# Male or Female?



## go55 (Jan 20, 2005)

Hi- I am planning on getting 2 Convict Cichlids for my 55. I don't want them to breed at all. So should I get 2 Males or 2 Females? I just want to make sure that they will both get along.

and

Would 4 cory cats be alright with the convicts?


----------



## Lisachromis (Jan 19, 2005)

Keeping 2 of either sex will work if you want 2 convicts but don't want them breed. Personally, I like the idea of two females better since they have the gold flecking on their bellies. They'll still lay eggs but they won't be fertile. I'm not sure I'd keep cories in with convicts.

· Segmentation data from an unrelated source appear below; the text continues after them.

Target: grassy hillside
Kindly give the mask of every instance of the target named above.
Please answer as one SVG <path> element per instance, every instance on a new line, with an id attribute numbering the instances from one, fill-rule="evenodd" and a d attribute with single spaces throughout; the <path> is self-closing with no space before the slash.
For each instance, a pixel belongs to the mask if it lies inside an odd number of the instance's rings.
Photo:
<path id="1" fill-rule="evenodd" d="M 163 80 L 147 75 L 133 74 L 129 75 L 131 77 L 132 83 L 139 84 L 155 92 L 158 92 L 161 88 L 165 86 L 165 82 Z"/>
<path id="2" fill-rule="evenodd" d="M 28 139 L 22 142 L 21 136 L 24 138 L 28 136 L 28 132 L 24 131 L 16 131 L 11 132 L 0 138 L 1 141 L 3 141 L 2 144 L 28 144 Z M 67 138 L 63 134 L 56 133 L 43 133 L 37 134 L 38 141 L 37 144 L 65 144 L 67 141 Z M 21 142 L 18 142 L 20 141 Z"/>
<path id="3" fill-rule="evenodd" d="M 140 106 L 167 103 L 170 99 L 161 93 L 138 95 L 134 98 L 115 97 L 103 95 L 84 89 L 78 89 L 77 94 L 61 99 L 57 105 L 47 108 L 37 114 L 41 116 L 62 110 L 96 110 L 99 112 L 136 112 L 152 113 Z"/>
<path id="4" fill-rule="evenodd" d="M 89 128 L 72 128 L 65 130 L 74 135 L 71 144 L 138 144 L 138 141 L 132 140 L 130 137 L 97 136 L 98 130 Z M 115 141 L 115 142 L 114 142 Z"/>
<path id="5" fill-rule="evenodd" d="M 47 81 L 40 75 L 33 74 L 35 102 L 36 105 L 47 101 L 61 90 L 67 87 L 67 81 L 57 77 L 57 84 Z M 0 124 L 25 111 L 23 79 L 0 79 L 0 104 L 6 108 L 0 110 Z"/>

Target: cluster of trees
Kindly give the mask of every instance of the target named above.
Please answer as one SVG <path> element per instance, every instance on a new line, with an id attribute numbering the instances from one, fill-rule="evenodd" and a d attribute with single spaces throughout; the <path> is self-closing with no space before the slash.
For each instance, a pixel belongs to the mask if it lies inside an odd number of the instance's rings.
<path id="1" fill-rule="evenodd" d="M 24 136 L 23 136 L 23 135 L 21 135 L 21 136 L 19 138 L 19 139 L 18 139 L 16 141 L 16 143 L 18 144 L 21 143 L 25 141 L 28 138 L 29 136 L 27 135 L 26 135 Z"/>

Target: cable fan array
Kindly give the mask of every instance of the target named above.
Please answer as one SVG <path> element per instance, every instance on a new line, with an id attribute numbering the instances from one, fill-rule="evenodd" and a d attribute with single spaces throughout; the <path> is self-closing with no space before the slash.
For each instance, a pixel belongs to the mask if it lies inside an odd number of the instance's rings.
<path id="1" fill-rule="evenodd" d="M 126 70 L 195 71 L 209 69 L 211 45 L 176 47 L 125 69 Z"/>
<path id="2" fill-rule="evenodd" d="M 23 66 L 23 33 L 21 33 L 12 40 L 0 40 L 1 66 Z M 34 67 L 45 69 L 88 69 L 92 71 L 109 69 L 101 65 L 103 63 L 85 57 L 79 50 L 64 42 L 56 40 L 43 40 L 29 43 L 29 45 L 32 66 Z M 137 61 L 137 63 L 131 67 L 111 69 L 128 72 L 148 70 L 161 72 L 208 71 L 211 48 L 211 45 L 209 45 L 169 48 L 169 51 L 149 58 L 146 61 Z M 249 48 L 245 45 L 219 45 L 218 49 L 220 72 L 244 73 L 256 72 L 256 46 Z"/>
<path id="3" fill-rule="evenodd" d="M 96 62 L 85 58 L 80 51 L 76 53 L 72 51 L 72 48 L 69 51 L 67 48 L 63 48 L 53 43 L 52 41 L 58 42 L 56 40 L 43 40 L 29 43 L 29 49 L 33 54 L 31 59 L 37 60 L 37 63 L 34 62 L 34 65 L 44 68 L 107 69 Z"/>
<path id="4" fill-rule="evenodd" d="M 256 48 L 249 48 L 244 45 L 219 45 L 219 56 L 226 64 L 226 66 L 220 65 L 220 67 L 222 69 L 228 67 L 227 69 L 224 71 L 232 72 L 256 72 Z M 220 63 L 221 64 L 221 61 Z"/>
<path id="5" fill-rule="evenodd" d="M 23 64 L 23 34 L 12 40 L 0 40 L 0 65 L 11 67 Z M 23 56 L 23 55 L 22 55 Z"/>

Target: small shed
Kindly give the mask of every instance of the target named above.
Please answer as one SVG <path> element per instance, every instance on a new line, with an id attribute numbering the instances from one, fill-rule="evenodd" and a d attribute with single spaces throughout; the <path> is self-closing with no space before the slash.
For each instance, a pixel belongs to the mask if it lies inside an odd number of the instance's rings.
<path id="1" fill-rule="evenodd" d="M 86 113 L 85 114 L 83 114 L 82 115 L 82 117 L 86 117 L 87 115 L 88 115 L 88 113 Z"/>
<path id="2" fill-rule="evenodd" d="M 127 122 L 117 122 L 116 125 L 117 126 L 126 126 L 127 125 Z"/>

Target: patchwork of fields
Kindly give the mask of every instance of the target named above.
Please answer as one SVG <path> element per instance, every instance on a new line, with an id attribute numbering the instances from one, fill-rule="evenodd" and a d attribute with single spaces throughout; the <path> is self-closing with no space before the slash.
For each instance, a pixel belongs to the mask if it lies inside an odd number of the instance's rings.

When the convicts are small it would be ok, but once they start putting some size on, I think the convicts might get a little nasty to the little cories.


----------



## JandaSeve (Jan 18, 2005)

I've kept breeding convicts and cories together. I don't know if there's any difference between my cons and other but it worked out fine. If you want them to be less dominat and competing for teritory your should probably get 2 females. for some variety you could get a pink and a striped or maybe a marbled...


----------



## go55 (Jan 20, 2005)

I am going to get 2 females now, and i will just see how it will go with the cories. If they are being too aggresive with the cories, then I will put them in my 20 gallon. Thanks for the advice!


----------



## JandaSeve (Jan 18, 2005)

BTW: cories are armored too... they really should be fine....


----------



## Cichlid Man (Jan 19, 2005)

What other fish are you planning to keep them with?


----------